Lo ha annunciato oggi il ministro degli Esteri spagnolo, José Manuel Albares, nell'illustrare la nuova Strategia di Azione Estera 2025-2028 approvata dal governo, con la quale Madrid affronta "il contesto internazionale complesso e mutevole", puntando come priorità su "un'Europa più prospera e più sicura".

"La Spagna ha una politica estera coerente, con identità propria e con una presenza definitiva e decisionale in Europa, nel Vicinato Sud, nel Mediterraneo e in America Latina", ha assicurato Albares, indicando "tre assi" intorno ai quali è strutturata la strategia, il primo dei quali è "continuare a costruire e proiettare l'Europa".

In questo senso, Albares ha spiegato che Madrid sostiene "un salto quantitativo sia nelle politiche comuni europee che nei finanziamenti delle stesse, con un bilancio europeo più ambizioso" e con "una riforma del processo decisionale a Bruxelles che estenda la maggioranza qualificata a nuovi ambiti".

Il governo spagnolo punta, inoltre, a "continuare il processo di ampliamento" della Ue.
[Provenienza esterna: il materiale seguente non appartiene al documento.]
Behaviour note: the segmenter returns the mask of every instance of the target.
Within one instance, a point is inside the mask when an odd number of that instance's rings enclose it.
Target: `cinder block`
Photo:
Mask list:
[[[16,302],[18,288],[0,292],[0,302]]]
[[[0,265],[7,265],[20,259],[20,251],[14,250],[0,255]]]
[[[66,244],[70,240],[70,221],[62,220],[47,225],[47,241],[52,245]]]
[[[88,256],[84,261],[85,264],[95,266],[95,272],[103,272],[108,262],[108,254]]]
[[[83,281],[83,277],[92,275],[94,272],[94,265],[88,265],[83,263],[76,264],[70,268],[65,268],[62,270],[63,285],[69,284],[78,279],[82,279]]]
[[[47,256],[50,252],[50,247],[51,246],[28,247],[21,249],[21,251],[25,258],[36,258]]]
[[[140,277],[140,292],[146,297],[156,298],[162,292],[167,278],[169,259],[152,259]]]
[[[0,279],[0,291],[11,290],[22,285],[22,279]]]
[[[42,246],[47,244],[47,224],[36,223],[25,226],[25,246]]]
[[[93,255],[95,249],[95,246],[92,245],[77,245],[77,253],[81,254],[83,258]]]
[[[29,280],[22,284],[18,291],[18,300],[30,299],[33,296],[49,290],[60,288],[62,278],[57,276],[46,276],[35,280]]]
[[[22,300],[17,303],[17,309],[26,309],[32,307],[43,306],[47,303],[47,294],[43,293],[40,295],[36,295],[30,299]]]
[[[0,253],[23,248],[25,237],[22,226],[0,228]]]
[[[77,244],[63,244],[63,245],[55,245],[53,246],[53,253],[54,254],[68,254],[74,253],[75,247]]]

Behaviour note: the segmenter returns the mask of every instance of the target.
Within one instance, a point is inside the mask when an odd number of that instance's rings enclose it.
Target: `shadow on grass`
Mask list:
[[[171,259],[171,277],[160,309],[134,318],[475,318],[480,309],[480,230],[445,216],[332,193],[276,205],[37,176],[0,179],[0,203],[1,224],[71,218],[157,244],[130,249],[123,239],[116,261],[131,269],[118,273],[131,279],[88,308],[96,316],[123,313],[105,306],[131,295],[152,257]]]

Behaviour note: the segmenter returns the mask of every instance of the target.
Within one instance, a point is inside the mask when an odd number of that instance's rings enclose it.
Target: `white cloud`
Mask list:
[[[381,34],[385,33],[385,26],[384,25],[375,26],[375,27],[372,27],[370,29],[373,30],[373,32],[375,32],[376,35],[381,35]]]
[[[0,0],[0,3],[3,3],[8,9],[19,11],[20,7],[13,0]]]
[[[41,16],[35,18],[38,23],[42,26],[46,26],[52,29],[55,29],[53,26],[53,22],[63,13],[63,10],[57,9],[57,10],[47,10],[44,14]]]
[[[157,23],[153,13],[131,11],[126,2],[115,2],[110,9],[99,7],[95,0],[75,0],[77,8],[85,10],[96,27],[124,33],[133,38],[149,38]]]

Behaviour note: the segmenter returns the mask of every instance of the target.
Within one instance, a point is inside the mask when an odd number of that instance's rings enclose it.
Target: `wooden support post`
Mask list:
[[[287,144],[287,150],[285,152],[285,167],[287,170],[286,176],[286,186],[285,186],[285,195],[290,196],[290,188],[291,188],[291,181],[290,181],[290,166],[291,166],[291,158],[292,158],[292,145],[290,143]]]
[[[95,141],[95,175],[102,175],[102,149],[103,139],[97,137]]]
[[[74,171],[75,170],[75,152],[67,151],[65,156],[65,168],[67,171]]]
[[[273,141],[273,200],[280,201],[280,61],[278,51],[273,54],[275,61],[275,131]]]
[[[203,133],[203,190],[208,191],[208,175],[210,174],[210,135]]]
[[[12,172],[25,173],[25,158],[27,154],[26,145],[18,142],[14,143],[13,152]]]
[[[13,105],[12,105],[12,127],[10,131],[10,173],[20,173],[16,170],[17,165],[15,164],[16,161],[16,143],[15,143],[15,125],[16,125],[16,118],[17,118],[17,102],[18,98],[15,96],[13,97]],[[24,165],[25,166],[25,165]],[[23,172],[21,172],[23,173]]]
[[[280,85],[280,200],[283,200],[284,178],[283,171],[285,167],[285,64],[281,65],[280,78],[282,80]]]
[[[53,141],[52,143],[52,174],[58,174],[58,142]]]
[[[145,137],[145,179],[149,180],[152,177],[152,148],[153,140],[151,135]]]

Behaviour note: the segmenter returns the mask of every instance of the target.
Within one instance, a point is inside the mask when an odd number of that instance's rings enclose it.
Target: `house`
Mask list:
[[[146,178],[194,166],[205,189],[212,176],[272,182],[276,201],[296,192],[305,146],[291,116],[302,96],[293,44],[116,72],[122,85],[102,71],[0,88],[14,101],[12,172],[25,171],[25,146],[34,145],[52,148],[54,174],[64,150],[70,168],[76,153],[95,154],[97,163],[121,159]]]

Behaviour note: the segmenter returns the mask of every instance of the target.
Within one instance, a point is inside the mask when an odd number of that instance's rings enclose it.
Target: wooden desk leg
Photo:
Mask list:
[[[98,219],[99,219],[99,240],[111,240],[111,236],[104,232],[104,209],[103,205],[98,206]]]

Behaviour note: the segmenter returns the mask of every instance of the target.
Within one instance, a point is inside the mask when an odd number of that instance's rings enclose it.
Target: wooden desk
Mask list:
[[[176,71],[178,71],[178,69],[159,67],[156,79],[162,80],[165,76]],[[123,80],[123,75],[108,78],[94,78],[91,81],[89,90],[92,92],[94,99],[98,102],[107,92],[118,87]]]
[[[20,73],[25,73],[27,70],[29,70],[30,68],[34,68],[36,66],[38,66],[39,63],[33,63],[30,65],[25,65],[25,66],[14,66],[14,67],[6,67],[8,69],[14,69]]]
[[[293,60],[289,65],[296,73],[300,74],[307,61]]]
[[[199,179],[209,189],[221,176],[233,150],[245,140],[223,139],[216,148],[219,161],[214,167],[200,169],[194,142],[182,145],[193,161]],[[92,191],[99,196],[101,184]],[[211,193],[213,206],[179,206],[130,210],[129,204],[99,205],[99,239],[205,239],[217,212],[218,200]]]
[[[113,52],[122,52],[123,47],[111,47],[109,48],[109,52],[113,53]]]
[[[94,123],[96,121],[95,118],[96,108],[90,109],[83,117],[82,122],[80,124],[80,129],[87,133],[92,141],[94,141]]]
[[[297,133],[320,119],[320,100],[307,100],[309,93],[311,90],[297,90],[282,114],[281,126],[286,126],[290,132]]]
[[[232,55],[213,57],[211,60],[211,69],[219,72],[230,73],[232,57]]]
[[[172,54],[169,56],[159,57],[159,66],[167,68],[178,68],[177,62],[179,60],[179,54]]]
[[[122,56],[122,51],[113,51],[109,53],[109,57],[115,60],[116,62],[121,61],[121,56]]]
E a che Europa assuma "una maggiore responsabilità nella sua sicurezza in tutti gli ambiti, anche nell'energia, nella tecnologia, e nella difesa".

La strategia estera iberica punta ad "approfondire i diritti sociali". E "a portare a termine il mercato unico e l'unione bancaria e ad approfittare di tutto il dinamismo della transizione ecologica e della trasformazione digitale, integrando la prospettiva della sicurezza economica", ha concluso in ministro degli Esteri.